Les 25 et 26 février 2022, le Youth Rising Festival se tiendra en collaboration avec les Rotondes. L’objectif de ce festival est d’inciter les jeunes à venir y participer. À travers l’art, on tente de les sensibiliser à certaines problématiques. À cette occasion, un programme musical et une pièce de théâtre sur le thème de la discrimination sont prévus. Le programme est ouvert à tous, car le public cible est constitué de tous les jeunes. De plus, le festival proposera également des « ateliers ethniques », par exemple sur les cheveux afro.
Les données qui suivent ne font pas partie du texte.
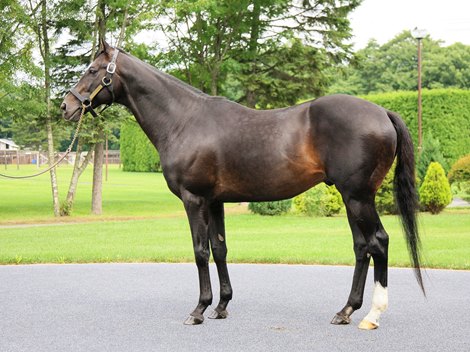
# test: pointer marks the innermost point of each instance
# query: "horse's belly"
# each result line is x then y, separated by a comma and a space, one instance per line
266, 185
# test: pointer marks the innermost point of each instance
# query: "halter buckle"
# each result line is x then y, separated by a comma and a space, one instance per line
111, 68
106, 81
86, 103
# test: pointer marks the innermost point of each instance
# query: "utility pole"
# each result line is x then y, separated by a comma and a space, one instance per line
419, 34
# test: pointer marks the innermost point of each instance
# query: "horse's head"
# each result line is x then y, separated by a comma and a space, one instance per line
96, 87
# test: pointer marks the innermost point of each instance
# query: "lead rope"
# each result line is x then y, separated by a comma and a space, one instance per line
69, 149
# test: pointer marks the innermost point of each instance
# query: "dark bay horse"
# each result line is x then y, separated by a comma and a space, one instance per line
213, 151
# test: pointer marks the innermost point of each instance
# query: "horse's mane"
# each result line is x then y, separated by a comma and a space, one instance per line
168, 77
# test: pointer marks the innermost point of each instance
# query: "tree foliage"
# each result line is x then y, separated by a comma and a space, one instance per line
460, 170
445, 117
435, 192
250, 51
393, 66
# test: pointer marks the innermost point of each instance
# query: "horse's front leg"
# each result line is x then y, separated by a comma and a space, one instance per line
198, 215
219, 252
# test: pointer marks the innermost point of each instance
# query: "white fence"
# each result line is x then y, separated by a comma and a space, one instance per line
21, 157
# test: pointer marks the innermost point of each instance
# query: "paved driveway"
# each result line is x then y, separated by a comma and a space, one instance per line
141, 307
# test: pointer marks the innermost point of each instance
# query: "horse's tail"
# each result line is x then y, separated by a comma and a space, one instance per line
405, 192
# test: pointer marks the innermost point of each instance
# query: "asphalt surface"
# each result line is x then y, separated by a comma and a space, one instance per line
141, 307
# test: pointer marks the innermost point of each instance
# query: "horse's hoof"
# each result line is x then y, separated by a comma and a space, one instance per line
340, 320
192, 320
218, 315
368, 325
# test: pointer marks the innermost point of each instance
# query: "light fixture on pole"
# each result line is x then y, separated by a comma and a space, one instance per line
419, 34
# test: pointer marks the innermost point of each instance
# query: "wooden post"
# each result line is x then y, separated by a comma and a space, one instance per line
420, 109
107, 151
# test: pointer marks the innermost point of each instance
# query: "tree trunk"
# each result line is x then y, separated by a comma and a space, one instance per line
47, 90
78, 169
96, 198
251, 96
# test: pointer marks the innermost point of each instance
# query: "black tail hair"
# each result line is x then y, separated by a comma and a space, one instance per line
405, 192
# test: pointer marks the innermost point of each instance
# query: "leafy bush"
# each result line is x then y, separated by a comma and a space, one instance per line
271, 208
384, 199
430, 152
435, 192
137, 152
460, 171
321, 200
445, 114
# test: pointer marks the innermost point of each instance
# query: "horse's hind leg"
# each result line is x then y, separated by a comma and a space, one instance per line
219, 252
379, 250
369, 239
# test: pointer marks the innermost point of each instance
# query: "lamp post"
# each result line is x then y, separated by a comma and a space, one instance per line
419, 34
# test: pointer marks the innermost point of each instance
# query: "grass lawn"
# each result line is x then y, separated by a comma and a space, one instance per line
144, 222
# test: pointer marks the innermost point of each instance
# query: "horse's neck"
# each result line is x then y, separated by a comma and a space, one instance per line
159, 103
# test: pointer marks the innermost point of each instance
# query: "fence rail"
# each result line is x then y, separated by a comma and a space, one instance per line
21, 157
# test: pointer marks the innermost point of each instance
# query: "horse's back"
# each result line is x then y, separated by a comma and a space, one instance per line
355, 139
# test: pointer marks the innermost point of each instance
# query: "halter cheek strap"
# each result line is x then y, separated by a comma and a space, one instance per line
106, 82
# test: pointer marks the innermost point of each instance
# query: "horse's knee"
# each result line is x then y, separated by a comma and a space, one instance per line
219, 253
378, 245
201, 255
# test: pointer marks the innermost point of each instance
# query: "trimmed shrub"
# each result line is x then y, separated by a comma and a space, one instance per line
446, 114
459, 177
430, 152
270, 208
384, 198
435, 192
137, 152
321, 200
460, 171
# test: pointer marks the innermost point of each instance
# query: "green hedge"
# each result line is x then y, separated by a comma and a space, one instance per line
137, 153
446, 115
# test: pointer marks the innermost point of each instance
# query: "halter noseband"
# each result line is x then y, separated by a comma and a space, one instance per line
106, 82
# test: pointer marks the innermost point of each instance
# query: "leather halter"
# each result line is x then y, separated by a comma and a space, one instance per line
106, 82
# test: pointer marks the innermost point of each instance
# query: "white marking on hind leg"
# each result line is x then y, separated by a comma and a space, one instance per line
379, 305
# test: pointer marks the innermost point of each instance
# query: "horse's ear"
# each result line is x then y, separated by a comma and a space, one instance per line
104, 47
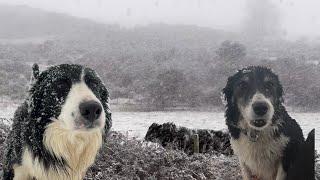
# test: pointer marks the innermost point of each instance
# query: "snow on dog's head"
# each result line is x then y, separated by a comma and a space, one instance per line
71, 94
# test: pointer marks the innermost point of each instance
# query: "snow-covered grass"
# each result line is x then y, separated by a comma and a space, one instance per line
125, 158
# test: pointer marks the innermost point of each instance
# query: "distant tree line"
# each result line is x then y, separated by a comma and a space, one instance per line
167, 70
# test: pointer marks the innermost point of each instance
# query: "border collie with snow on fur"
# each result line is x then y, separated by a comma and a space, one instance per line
263, 136
58, 130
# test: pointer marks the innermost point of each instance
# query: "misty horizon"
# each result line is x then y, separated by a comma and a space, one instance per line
288, 19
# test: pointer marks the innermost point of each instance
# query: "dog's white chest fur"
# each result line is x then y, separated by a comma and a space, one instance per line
78, 149
261, 158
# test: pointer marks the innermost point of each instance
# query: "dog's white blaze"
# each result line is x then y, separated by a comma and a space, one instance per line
263, 157
78, 147
79, 92
249, 115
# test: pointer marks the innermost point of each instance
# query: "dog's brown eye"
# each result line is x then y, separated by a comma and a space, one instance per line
269, 85
63, 84
243, 85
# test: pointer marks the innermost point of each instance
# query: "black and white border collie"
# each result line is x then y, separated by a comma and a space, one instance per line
263, 136
58, 130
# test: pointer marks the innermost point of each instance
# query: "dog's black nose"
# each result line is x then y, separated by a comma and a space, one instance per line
260, 108
259, 122
90, 110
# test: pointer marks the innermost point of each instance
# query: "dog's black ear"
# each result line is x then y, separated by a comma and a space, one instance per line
227, 92
35, 72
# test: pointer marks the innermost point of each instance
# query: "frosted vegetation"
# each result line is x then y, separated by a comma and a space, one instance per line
155, 67
128, 158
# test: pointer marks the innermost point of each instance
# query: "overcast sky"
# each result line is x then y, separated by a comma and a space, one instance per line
297, 17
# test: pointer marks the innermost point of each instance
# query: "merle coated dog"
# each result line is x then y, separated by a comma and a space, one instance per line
263, 136
171, 136
58, 130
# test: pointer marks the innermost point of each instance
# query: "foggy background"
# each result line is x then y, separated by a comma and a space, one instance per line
164, 54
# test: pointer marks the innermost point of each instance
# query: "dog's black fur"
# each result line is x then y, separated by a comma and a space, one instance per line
169, 135
47, 94
289, 128
303, 167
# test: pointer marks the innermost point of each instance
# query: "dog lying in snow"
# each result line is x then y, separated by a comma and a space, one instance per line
263, 136
169, 135
57, 131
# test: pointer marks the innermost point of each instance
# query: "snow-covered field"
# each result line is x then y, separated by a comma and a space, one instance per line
135, 124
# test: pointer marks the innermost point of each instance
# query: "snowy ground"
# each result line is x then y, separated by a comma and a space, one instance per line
135, 124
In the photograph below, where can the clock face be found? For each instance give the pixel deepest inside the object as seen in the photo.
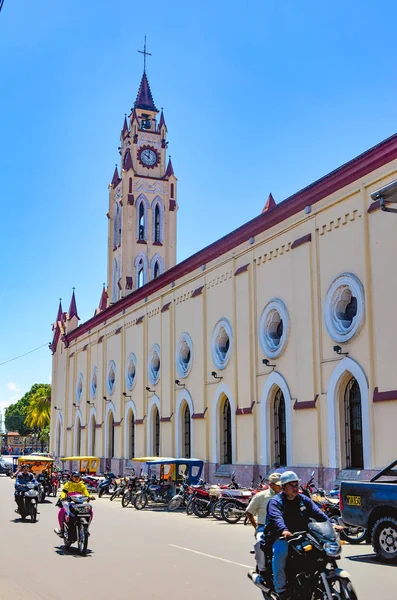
(148, 156)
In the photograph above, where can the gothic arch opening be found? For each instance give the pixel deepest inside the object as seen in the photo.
(225, 438)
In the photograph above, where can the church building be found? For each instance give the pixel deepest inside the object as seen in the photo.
(275, 345)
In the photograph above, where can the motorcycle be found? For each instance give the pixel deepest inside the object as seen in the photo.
(153, 491)
(312, 570)
(28, 498)
(108, 485)
(77, 521)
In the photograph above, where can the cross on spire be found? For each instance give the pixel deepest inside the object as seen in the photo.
(145, 54)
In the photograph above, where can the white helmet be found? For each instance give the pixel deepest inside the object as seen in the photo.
(288, 477)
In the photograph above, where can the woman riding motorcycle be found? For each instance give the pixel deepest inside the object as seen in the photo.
(74, 486)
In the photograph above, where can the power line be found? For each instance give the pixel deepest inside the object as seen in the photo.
(26, 353)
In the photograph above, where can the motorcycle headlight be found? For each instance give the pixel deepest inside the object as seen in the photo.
(332, 548)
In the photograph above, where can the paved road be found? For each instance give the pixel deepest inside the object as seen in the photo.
(146, 554)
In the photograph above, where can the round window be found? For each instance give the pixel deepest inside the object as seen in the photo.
(221, 343)
(111, 377)
(79, 387)
(94, 382)
(130, 371)
(154, 364)
(273, 328)
(184, 355)
(344, 307)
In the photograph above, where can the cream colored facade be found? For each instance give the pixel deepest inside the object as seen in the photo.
(315, 272)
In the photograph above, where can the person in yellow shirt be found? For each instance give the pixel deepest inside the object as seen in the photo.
(75, 486)
(258, 508)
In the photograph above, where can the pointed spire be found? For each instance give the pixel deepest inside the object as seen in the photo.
(73, 308)
(269, 204)
(144, 98)
(162, 121)
(103, 303)
(124, 131)
(170, 169)
(116, 177)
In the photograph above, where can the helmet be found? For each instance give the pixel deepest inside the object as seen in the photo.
(288, 477)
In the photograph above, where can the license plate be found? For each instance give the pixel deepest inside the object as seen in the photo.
(353, 500)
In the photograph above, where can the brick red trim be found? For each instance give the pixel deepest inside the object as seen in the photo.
(200, 415)
(384, 396)
(246, 411)
(198, 291)
(372, 159)
(300, 241)
(305, 404)
(241, 270)
(374, 206)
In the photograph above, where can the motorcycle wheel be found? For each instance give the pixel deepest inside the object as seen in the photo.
(229, 513)
(140, 500)
(216, 510)
(82, 540)
(200, 508)
(352, 534)
(33, 512)
(126, 499)
(174, 503)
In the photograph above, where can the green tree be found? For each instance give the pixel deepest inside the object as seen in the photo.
(38, 412)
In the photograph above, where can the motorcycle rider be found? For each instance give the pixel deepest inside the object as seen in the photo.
(258, 507)
(74, 486)
(23, 477)
(287, 513)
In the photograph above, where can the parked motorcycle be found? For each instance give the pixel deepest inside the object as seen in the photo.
(108, 485)
(312, 570)
(77, 521)
(27, 500)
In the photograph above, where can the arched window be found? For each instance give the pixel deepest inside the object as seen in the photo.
(157, 232)
(156, 432)
(279, 424)
(186, 439)
(226, 433)
(110, 448)
(353, 426)
(141, 221)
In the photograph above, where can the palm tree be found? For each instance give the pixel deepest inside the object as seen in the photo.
(39, 410)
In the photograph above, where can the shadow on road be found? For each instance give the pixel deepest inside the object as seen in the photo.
(370, 559)
(72, 552)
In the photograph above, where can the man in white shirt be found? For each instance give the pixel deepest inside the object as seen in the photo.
(258, 508)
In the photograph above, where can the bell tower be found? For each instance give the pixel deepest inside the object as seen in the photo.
(142, 200)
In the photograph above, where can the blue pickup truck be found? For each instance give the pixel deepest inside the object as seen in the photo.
(373, 505)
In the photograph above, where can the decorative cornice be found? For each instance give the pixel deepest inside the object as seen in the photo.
(246, 411)
(241, 270)
(200, 415)
(305, 404)
(197, 291)
(384, 396)
(360, 166)
(300, 241)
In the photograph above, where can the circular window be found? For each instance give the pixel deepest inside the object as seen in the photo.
(273, 328)
(221, 343)
(344, 307)
(94, 382)
(154, 364)
(79, 387)
(130, 371)
(111, 377)
(184, 355)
Pour l’avenir, la question se pose de savoir comment aborder le thème du racisme au Luxembourg et contribuer à l’évolution de la société. En ce qui concerne Lëtz Rise Up, Gashonga constate que deux voies sont envisageables : soit Lëtz Rise Up se rapproche autant que possible des autorités publiques, publie des prises de position et devienne un « organisme paraétatique » même sans soutien financier de l’État, Soit on décide d’« aller à la rencontre des gens là où ils se trouvent et d’essayer d’être au plus près des groupes de population les plus vulnérables, qui ont le plus besoin de nous ». Selon Mme Gashonga, lorsqu’on évolue constamment au niveau des instances nationales ou internationales, on a tendance à oublier les personnes concernées. Elle privilégie donc plutôt la deuxième option et reconnaît qu’il s’agit là d’un choix d’orientation entre la stabilité d’un côté et le dynamisme de l’autre. Une décision de principe qui sera peut-être prise le 25 septembre.